Now turning to Serious Sam to provide us with FSAA scores, let's see how the Kyro II does when having to render each frame at four times the resolution.
It is clear that the Kyro II maintains its performance advantage in Serious Sam with FSAA enabled. Once again, the Kyro II is able to out perform the GeForce2 Ultra, this time by 12%. Running at 60 frames per second, the Kyro II is nothing short of amazing.
Of the cards that could make it up to 1024x768x32 with FSAA 4x enabled, the Kyro II once again comes out on top. Beating the GeForce2 Ultra by 25%, the Kyro II is extremely fast.
The reason that the Kyro II is able to perform so well with FSAA enabled is due to the efficiency of the card. In a traditional card, when a scene is rendered at 4 times the resolution to provide 4x FSAA, memory bandwidth is the limiting factor. With the Kyro II, however, memory bandwidth is not a limitation, allowing the card to perform very will when FSAA is turned on.
16-bit vs 32-bit Performance
As a result of the Kyro II's internal 32-bit rendering, we were not surprised to find that this card actually had the least performance increase when going from 32-bit to 16-bit. Doing this comparison, however, is a bit unfair, since the 16-bit quality of the Kyro II is noticeably better than the 16-bit quality of competing cards. It is unfortunate, however, that almost no speed can be gained by falling back on 16-bit color mode. At least the speed that is gained will look better than the alternatives.
Same story when going from 1600x1200x32 to 1600x1200x16. The only card to show less of a performance increase than the Kyro II is the ATI Radeon DDR, which gains a mere 2 FPS by decreasing color depth.
Conclusion
We are all extremely lucky that Kyro II based products will not only be available, but also easy to get by the end of March or the beginning of April.

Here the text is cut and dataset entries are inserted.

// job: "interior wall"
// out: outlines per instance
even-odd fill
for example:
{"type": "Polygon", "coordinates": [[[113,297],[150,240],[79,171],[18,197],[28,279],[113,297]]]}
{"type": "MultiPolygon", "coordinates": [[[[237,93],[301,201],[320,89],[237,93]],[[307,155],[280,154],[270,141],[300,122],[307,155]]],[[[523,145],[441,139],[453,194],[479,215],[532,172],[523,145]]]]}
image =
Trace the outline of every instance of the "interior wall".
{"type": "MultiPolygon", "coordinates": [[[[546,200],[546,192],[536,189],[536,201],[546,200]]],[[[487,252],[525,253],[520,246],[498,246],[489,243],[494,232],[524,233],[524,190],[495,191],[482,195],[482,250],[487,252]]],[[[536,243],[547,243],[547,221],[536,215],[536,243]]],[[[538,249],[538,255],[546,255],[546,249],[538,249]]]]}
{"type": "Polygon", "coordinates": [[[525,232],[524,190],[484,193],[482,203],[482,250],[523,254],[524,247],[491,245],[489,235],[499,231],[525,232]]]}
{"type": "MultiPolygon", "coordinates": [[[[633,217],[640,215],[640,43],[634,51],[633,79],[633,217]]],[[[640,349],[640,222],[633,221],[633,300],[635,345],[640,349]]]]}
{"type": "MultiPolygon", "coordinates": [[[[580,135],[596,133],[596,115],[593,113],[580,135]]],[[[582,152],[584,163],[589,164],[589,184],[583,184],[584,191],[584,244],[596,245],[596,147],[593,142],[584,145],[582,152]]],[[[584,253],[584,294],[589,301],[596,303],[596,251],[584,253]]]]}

The performance of the Kyro II based 3D Prophet 4500 is nothing short of stunning given its price: a mere $149.99.
It has been a while since we have had a truly high powered graphics card dip below the $200 price mark. In the past, stripped-down versions of higher performance parts were sold to cost-conscious consumers, oftentimes leaving them with sub-par performance. The Kyro II changes all that.
With its tile based rendering algorithm, the Kyro II provides blazing fast performance considering the price and was actually able to beat products almost $200 more than the cost of a Kyro II based board. Throughout the benchmarks, the Kyro II based 3D Prophet 4500 simply dominated everything else in its price range. The Kyro II was ready and able to tackle any game we sent its way.
Our one concern lies with the display errors we experienced in Mercedes-Benz Truck Racing. Although the visual abnormalities were only noticed in this benchmark, it is possible that other games may be effected by the improper rendering. We can only hope that STMicroelectronics recognizes the problem and provides a quick fix, as this would make the Kyro II near perfect.
Regardless of the driver problem encountered, the Kyro II is truly amazing and is a true testament of the potential of tile based rendering. Recall the fact that in order to get this high level of performance, all STMicroelectronics had to do was increase the clock speed of the original Kyro and it becomes clear that tile based rendering has an extreme amount of potential.
The Kyro II based 3D Prophet 4500 brings high end gaming performance to a segment that it has not seen in quite some time. As an inexpensive 3D solution, a Kyro II based product may be just what the doctor ordered until a fully programmable graphics processor becomes necessary, an event that will most likely take at least six to eight months. We look forward to what those six to eight months will do to the tile based PowerVR series, but we know that now a Kyro II based card is the card of choice for those out there with even a slight constraint on their budget.